|a paraphilosophical project|
ABSTRACT: Dora Marsden (1882-1960) was the editor of some avant-garde literary journals (1911-1919; Ezra Pound, T.S. Eliot, D.H. Lawrence, James Joyce made their debuts in these) as well as an author with philosophical ambitions. She is being rediscovered of late, sometimes as "The Stirner of Feminism". This article, after presenting a biographical sketch, focuses on that title. It shows that Marsden was at no time a true follower of that infamous "egoist" philosopher, but instead went through an evolutionary period in which she bypassed Stirner and arrived at standpoints which cannot be classified as having transcended Stirner -- firstly at a simple assertive "archism" (as opposed to anarchism), finally at a mystical "egoist" cosmology.

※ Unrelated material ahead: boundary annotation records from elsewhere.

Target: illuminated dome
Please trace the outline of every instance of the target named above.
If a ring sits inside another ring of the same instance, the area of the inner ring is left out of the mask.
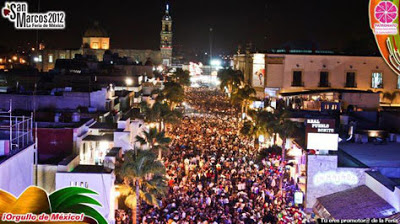
[[[98,22],[95,22],[94,25],[88,28],[83,37],[108,37],[107,31],[99,26]]]

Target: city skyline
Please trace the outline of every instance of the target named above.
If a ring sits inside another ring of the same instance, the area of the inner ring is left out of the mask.
[[[37,10],[38,1],[28,3],[29,11]],[[171,4],[174,45],[182,46],[185,51],[208,51],[212,27],[216,54],[234,53],[238,45],[244,48],[248,42],[257,50],[291,46],[348,51],[358,45],[358,48],[376,52],[368,24],[368,4],[361,0],[255,1],[252,4],[203,1],[197,5],[163,0],[114,4],[85,1],[80,5],[42,0],[41,12],[66,12],[67,28],[40,31],[39,39],[51,48],[79,48],[84,31],[98,21],[110,34],[113,48],[157,49],[160,18],[166,3]],[[26,41],[36,42],[36,31],[17,31],[6,20],[1,20],[0,29],[8,34],[0,37],[2,47],[16,48]]]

The fourth of five siblings, Marsden was born on the fifth of March, 1882, in Marsden, a small village near the industrial town of Huddersfield in the British county of Yorkshire. Her father was the owner of a small textile factory. After losing this means of income as a result of his own mistakes, he abandoned his family in 1890, forcing Marsden to grow up from then on in very meager circumstances. Marsden attended a school that was incidentally one of the few free of church influence and that offered her at the age of thirteen the possibility to teach the lower grades, thereby contributing to the family's livelihood. By the time she was eighteen, she had through this job already acquired the qualifications necessary to become a teacher; however, she chose not to seek a higher position at the school, instead applying for --and receiving -- a stipend for study at a university in Manchester. Her three full-paid years of study were then followed by five obligatory years working as a teacher.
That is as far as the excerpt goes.